I had anticipated some of the rewards and discoveries of visiting cities in the process of economic and cultural recovery and re-invention. An unexpected reward has been the chance to get a time-capsule view, a kind of real-life time-line diorama, of how the downtown areas of cities look through all the stages of a decline-and-rise cycle. The declining phase includes hollowing-out and pawn-shop-dominated decay. Then there is spotty and tentative improvement. Finally, if all goes well, full-scale health through a combination of stores, restaurants, theaters, downtown condos, and all the other elements of a region that attracts commercial and human activity through most hours of the night and day.

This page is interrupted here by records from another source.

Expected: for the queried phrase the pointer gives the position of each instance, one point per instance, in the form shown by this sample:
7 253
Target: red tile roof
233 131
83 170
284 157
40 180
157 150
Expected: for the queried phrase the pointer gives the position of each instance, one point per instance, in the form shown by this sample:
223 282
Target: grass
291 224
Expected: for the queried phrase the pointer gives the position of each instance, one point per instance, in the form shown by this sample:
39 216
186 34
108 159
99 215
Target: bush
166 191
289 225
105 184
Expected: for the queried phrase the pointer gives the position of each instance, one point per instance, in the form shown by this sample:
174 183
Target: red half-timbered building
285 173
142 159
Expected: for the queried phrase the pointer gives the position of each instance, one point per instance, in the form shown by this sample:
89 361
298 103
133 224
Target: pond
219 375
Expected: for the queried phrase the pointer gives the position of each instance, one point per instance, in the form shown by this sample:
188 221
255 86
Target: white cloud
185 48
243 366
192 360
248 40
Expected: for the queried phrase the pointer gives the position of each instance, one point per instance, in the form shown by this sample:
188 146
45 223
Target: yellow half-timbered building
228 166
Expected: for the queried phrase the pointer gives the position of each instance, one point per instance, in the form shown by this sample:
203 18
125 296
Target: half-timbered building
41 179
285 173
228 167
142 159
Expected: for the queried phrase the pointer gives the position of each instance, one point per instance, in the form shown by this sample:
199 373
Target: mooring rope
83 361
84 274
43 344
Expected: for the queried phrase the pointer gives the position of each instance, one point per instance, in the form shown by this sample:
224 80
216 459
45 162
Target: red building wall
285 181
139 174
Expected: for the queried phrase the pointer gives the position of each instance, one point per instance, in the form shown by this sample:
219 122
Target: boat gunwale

As I described last month in this post, we’ve seen cities that serve as showpieces of how this process looks once it has succeeded. These range from Greenville, South Carolina, to Burlington, Vermont, to Columbus, Ohio, to Holland, Michigan, to Pasadena, California, and others in between. We’ve seen others well along the path toward downtown development: Duluth, Minnesota; Sioux Falls, South Dakota; Riverside and Redlands and Winters, California. And others that still have significant challenges but have taken big steps (like Allentown, Pennsylvania) or are about to (like Fresno, California).
Here’s why I set this out again: It’s tempting, if you haven’t seen the varied stages of this process, to imagine that some cities just “naturally” have attractive and successful downtowns, and others just don’t happen to. It’s like happening to be located on a river, or not.